The “Festival” that Paul is referencing in this passage is the Festival of Unleavened Bread. But he’s changing the way this festival is to be observed. We are to observe the festival everyday by removing the levin from our lives. In other words, leaving our life of sin as Jesus instructed the woman caught in adultery (John 8:11).
Paul is not talking about how we are saved. We can’t save ourselves by sinning less. He is talking about the walk of the believer after we have been saved. The Greek word for sincerity here is better translated as “pure motives.” Pure motives never saved anyone. But if you are a child of God, you will be sincere. Once we accept Christ, we are to seek God’s kingdom with pure motives and in truth.

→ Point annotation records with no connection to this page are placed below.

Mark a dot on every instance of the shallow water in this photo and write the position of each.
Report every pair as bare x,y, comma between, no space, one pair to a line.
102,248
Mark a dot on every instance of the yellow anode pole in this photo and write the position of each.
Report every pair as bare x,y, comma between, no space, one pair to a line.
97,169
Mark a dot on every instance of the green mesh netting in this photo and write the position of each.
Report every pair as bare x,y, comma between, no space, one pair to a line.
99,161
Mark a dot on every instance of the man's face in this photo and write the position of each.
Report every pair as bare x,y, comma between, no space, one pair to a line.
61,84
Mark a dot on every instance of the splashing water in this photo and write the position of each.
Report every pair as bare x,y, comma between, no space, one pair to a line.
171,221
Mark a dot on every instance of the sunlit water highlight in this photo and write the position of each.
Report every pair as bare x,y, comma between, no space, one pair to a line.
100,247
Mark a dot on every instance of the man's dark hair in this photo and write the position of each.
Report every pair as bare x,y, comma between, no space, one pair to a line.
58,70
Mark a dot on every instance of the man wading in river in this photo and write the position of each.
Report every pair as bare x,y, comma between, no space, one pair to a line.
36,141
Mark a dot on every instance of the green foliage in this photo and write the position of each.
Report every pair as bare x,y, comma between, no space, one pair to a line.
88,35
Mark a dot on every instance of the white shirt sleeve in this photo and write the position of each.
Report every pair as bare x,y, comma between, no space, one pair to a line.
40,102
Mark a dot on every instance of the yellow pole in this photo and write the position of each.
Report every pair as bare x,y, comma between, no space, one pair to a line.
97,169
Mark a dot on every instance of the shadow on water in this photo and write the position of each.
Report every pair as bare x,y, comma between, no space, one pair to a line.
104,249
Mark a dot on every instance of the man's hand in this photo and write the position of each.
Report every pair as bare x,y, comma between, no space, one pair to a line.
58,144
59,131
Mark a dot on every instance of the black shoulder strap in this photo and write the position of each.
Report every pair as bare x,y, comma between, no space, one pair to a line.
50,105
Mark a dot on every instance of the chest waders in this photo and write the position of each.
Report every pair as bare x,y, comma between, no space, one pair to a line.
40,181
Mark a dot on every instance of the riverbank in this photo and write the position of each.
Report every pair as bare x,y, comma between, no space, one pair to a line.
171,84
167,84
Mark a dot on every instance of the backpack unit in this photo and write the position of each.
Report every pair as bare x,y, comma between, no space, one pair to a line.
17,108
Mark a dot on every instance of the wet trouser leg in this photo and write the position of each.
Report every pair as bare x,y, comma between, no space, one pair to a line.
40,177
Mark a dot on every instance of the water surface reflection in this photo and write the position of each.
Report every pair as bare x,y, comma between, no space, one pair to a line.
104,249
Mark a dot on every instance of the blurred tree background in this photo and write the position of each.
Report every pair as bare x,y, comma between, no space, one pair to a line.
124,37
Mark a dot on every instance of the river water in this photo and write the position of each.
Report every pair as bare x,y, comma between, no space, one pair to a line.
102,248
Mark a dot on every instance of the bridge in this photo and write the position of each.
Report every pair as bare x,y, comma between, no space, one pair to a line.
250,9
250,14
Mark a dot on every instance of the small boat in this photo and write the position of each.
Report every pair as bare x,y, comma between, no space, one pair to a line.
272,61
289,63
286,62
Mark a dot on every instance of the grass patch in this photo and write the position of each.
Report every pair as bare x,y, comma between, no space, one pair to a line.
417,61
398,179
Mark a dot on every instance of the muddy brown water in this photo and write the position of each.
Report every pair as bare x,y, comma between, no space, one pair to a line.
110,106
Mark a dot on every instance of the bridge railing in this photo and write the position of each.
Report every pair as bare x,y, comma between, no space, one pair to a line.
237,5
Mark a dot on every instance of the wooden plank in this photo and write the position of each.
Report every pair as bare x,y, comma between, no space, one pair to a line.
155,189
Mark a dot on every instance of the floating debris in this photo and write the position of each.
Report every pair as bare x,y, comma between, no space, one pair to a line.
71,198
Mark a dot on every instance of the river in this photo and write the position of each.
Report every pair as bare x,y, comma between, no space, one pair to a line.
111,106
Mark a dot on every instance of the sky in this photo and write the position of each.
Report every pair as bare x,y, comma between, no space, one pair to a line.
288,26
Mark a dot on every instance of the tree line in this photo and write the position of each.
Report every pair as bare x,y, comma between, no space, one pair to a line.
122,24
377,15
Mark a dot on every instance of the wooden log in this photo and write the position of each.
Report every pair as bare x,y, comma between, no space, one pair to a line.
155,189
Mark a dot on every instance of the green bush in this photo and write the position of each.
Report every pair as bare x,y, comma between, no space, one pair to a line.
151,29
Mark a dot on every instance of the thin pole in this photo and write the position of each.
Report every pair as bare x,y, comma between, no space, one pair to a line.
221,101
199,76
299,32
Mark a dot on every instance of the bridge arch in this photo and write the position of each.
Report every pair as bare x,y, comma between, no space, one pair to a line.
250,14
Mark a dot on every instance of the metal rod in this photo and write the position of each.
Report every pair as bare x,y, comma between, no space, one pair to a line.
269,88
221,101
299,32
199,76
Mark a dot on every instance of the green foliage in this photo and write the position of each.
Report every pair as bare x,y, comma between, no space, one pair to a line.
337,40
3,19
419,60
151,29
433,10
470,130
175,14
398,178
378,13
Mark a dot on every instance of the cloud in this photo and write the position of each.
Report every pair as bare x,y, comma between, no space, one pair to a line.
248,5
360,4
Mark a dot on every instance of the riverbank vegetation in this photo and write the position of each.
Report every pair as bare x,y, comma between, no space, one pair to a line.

So if this is the parallel to the seven days of eating nothing with yeast, then God could simply be telling us that this isn’t a one day event. Ridding the sin from our lives is going to take some time. It will likely take a lifetime! Thankfully we are saved by the blood of Jesus. Our response is simply to live like him.
But let’s look at this unleavened bread. The Hebrew word for unleavened bread is matzah. Matzah can be either soft like a pita or crispy. If you purchase matzah from the grocery store you will purchase the crispy matzah since the soft matzah has a short shelf life. Here’s a picture of crispy matzah:

Jesus tells us that he is the bread of life in John 6:35. We also know that yeast is symbolic for sin. So this unleavened bread represents Jesus who was without sin. Jesus tells us in that same passage, “I am the living bread that came down from heaven. Whoever eats this bread will live forever” (John 6:51). Jesus is making the symbology pretty clear for us that he is the matzah.
Take a closer look at the picture above of matzah. Matzah has stripes burned into it due to the baking process and it must be pierced with holes to prevent it from rising. Jesus was flogged prior to his crucifixion which would have left stripes all over his body. And after Jesus died on the cross, one of the soldiers pierced his side to make sure he was dead. Just like the matzah, Jesus was pierced and striped.
During the Last Supper with his disciples, “Jesus took bread, and when he had given thanks, he broke it and gave it to his disciples, saying, ‘Take and eat; this is my body’” (Matt 26:26). Jesus makes it crystal clear that he is the matzah. He is the Passover Lamb and he is the Bread of Life.